HC Deb 31 July 1851 vol 118 cc1780-2

Order for Committee read.

House in Committee.

Clause 1, authorising the Treasury to advance 137,000l. for the purchase of two Cemeteries.

MR. BERNAL OSBORNE

wished to ask whether the right hon. Chancellor of the Exchequer did not think that the Board of Health would ask for money next Session? He fully believed that they would come to him for at least 500,000l.

The CHANCELLOR OF THE EXCHEQUER

said, that the important question for the House was, not whether they would ask for it, but whether they would got it. He willingly admitted that the present system was a bad one, but until they had a better let them not refuse the Board of Health the means of doing that which, if not essential to the public health, was at all events very desirable. They had only applied for this money because they had been unable to obtain it from other sources whence it was expected that they could have procured it. In order to entitle the Board to close any graveyard, they must have the means of offering another place of burial, and they could neither close one yard nor provide another without funds.

MR. WAKLEY

wished to know how it was that the Committee was asked to advance money out of the Consolidated Fund, when, by the Act of last year the Board of Health had the power of laying a penny rate?

The CHANCELLOR OF THE EXCHEQUER

said, that the Board of Health could not lay the rate until they had closed a burial ground; but they could not do that until they had opened another place of burial. That they could not do without purchasing the two Cemeteries in question, for which purpose this advance was required. The penny rate would not raise the purchase money.

MR. WAKLEY

thought that the Board of Health should have provided burial places at a distance of some miles from London; he believed that might have been done for a much less sum than was required for these two Cemeteries in the immediate neighbourhood of London.

MR. J. BELL

said, that it was only requisite to close burial grounds that were full, and as he did not see that the owners of such grounds had any right to be compensated, he thought that all that was necessary was, to pass an Act enabling the Board of Health to close graveyards when full. He objected to this Bill that it had the effect of converting the Board of Health into a speculative joint-stock company of undertakers. He thought that, instead of passing this measure, they should give the Board of Health the supervision of all burial grounds throughout the kingdom, and that it should be in their power when a burial ground was proved to be a nuisance, to put an end to it by steps like those prescribed under the Nuisances Removal Act, without providing compensation; and the proprietors should be empowered to obtain another burial ground, at a suitable distance from the thickly-inhabited districts. He would give the Board of Health control over the the whole of the graveyards of the kingdom, and power to close them immediately they became a nuisance.

MR. BERNAL OSBORNE

must call upon the Committee to look narrowly into the consequence of voting this large sum of money. He entirely agreed with the hon. Member for St. Albans (Mr. J. Bell), that the direct tendency of the Bill would be to convert the Public Health Commissioners into a great company of undertakers. He would not say it was a job, but the appearance of the Bill was most ugly: if he could get a respectable number of hon. Members to join him, he would divide the Committee against it.

MR. MACKINNON

thought if compensation were to be given to the Cemeteries, it would be far better to buy them out at once. He did not see how, under the circumstances, the right hon. Chancellor of the Exchequer could do otherwise than come to that House for the money. The money being thus provided, in the first instance, the Board could come upon the different parishes for reimbursement. He was at a loss to conceive whence the opposition to the Bill arose.

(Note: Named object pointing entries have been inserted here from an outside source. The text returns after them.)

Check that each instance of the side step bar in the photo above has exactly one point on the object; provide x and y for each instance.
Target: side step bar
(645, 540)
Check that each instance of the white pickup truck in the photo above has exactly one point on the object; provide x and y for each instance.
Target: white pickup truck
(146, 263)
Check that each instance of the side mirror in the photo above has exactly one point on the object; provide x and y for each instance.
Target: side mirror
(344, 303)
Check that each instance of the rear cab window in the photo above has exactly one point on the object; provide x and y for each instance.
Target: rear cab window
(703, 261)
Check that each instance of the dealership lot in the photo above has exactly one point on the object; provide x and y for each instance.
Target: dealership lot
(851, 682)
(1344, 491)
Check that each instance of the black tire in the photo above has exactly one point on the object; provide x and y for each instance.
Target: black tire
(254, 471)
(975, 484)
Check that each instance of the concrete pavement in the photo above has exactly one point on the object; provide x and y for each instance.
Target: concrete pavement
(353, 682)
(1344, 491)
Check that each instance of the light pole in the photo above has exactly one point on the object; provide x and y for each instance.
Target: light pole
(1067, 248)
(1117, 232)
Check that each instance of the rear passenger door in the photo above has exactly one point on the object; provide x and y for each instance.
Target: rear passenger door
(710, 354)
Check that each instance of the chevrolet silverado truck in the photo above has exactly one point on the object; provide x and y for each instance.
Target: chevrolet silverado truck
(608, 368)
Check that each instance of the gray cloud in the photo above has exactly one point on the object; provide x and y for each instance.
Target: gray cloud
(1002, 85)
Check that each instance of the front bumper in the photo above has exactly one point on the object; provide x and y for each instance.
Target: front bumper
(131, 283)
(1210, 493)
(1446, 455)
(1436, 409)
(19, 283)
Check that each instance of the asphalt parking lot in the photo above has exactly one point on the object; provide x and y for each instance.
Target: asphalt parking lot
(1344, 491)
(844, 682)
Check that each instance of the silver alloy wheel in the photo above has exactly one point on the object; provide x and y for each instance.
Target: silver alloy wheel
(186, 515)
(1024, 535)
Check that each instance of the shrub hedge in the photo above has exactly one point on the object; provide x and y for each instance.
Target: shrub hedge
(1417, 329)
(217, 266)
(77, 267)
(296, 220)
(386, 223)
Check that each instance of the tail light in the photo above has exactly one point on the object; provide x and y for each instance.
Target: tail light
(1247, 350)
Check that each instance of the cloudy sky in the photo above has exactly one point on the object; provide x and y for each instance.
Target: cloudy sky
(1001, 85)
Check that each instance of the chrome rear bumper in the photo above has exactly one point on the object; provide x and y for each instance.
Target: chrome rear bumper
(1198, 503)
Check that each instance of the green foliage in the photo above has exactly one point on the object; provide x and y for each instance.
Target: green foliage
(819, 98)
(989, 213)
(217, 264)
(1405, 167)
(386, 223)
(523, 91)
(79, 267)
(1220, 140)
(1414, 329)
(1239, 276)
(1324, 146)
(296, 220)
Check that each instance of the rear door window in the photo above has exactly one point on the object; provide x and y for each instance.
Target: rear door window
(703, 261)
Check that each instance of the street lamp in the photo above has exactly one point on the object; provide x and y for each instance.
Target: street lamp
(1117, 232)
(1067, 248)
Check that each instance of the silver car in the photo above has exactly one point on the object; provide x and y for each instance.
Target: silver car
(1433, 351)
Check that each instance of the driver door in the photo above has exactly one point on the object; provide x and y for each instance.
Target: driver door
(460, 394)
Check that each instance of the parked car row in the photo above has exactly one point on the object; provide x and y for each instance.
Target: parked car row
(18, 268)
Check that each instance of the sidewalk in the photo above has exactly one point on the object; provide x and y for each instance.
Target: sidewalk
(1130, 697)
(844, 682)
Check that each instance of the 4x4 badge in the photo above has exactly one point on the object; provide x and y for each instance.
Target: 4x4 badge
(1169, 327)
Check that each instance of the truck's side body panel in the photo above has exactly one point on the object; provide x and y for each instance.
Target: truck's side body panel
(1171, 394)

Clause agreed to; as were the remaining Clauses.

On Question, "That the Bill be reported,"

SIR BENJAMIN HALL

said, that the hon. Members who were opposed to voting this large sum of 137,000l., having done all in their power to resist the Bill, would now take the division on the present stage.

MR. W. WILLIAMS

wished to be distinctly understood that the Members who now voted against the Bill were not in favour of intramural interment, but, on the contrary, decidedly opposed to it. They voted against the Bill on the ground that they were hostile to giving 137,000l., to be disposed of in the manner proposed.

Motion made, and Question put, "That the Chairman report the Bill, with the Amendments, to the House."

The Committee divided:—Ayes 42; Noes 7: Majority 35.

House resumed; Bill reported as amended.